Incident Response in Production — From Alert to Resolution

Incident Response vs Alert Investigation

Alert investigation is what Tier 1 does every shift — triage, determine real or false positive, close or escalate. Incident response is what happens when a confirmed threat requires coordinated action across multiple teams to contain, eradicate, and recover.

The transition from investigation to incident response happens at a specific decision point: when the threat is confirmed and the scope extends beyond a single user or system. That decision point is the most important moment in the IR lifecycle — acting too slowly lets attackers expand their foothold, acting too aggressively without understanding scope can tip off the attacker before containment is ready.

The IR Lifecycle — What Each Phase Actually Looks Like

Phase 1: Preparation (Before the Incident)

The quality of incident response is determined before the incident happens. Teams that have documented playbooks, tested communication channels, and practiced containment procedures respond in minutes. Teams without these respond in hours of confusion.

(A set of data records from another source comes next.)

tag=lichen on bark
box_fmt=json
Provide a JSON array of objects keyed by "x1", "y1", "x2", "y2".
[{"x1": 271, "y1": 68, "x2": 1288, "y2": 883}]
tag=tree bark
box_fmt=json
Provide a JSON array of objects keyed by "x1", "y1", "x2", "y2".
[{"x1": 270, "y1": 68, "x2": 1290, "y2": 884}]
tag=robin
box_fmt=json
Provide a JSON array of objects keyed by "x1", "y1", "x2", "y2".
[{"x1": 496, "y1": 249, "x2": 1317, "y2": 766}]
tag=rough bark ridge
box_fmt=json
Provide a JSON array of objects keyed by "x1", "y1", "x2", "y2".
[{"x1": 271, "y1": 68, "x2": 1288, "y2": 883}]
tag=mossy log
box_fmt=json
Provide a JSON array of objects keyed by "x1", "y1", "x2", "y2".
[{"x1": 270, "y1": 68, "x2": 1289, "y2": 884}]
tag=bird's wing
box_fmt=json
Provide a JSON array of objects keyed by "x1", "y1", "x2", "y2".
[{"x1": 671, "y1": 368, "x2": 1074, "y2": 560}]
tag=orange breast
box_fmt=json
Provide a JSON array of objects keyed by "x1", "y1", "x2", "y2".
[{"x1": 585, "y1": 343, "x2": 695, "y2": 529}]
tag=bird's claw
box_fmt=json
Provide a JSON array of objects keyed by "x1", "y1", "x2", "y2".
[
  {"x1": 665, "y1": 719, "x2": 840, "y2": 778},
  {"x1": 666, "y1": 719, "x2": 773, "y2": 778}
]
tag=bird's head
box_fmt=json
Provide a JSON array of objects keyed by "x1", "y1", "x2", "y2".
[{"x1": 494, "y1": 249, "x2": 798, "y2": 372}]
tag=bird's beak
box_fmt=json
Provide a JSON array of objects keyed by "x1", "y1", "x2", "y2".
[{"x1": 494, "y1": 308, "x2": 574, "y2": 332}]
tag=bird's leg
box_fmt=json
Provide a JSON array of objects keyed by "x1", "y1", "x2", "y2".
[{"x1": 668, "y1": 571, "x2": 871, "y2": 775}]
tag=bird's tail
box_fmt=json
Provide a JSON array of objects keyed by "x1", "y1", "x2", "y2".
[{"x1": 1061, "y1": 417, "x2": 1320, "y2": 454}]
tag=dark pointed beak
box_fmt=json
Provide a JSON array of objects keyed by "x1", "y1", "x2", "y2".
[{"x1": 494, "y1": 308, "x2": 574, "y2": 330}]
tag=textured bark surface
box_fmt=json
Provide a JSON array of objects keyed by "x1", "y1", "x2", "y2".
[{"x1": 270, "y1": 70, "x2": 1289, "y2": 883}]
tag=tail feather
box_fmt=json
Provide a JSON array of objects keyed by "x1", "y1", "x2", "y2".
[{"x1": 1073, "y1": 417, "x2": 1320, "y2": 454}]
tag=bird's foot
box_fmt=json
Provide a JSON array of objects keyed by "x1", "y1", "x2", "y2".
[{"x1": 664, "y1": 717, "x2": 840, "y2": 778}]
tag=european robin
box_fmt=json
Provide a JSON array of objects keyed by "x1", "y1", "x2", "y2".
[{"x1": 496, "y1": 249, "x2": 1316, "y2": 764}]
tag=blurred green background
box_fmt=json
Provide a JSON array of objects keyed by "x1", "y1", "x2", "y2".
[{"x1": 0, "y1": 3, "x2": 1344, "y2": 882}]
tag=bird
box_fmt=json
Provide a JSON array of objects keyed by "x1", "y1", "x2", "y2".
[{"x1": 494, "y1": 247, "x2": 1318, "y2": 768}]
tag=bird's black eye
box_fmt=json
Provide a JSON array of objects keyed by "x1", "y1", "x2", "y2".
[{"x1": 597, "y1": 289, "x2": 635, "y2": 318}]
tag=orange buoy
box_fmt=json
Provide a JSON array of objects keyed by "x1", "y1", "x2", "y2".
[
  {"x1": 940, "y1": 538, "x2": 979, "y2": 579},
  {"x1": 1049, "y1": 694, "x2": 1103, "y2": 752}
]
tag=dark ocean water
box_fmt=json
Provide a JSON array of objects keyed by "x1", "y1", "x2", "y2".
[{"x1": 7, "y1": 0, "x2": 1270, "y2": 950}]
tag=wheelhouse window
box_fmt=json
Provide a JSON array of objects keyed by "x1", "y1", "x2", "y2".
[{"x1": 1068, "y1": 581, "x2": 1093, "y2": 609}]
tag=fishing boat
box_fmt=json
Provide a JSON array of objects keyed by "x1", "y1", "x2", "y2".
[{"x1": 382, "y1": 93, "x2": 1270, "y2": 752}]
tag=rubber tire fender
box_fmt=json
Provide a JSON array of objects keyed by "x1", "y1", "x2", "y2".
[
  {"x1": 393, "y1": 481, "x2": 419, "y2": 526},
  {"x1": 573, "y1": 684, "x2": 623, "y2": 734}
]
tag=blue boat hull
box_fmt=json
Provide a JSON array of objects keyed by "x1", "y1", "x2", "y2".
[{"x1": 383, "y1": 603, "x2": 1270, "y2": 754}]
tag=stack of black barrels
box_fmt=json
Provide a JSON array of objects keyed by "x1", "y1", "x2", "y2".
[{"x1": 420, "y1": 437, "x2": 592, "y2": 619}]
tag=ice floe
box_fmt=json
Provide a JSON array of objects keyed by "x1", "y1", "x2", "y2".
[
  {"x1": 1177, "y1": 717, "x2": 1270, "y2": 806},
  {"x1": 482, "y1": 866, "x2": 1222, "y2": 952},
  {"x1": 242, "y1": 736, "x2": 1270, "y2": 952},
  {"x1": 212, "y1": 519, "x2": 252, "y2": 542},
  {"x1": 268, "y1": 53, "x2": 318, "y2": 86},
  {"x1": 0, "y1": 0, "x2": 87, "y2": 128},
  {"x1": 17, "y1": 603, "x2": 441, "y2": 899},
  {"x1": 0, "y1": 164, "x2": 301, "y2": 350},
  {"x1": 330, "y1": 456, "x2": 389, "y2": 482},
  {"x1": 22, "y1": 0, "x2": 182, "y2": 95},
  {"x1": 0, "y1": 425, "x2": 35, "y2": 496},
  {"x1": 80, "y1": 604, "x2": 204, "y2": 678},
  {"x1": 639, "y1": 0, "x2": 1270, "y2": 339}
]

Documented playbooks for the most likely incident types: ransomware, data breach, account compromise, insider threat
Pre-approved containment authority — who can authorize isolating a production server at 3am?
Communication tree — who gets called when, in what order, via what channel
Asset inventory that IR can query in real time — which assets are critical, who owns them
Tested SIEM and EDR access for all IR team members — not the night of the incident

Phase 2: Detection and Analysis

An incident starts when a Tier 2 analyst confirms a threat is real and scoped. The immediate questions:

Question	Where to Find the Answer
What is the initial access vector?	Phishing logs, VPN auth logs, vulnerability scan hits, firewall traffic logs for unusual inbound connections
What accounts are involved?	Authentication logs — which accounts logged in from affected systems, what privilege level
What systems are affected?	EDR — lateral movement events, new processes on other systems by the same attacker tools
Is data being exfiltrated?	Firewall traffic logs — large outbound transfers, encrypted channels to unknown destinations, DNS tunneling patterns
Is the attacker still active?	Real-time EDR alerts, active sessions in SIEM, live network connections from affected systems

Phase 3: Containment — The Critical Decision

Containment is the phase where timing matters most. The goal is to stop attacker movement without tipping them off prematurely — a contained attacker who knows they are discovered will destroy evidence, trigger ransomware, or pivot to backup access paths.

→

Soft containment first: Increase monitoring, prepare isolation scripts, stage blocks in firewall — do not apply yet. Use this time to scope the full compromise before cutting access.

→

Hard containment when scope is understood: Isolate affected systems simultaneously across all confirmed compromised hosts. Sequential isolation gives the attacker time to pivot away from the first-isolated system before the others are cut off.

→

Preserve evidence before containment: Memory images of affected systems, network captures, logs exported to a separate system. Once isolated, the attacker's active processes disappear.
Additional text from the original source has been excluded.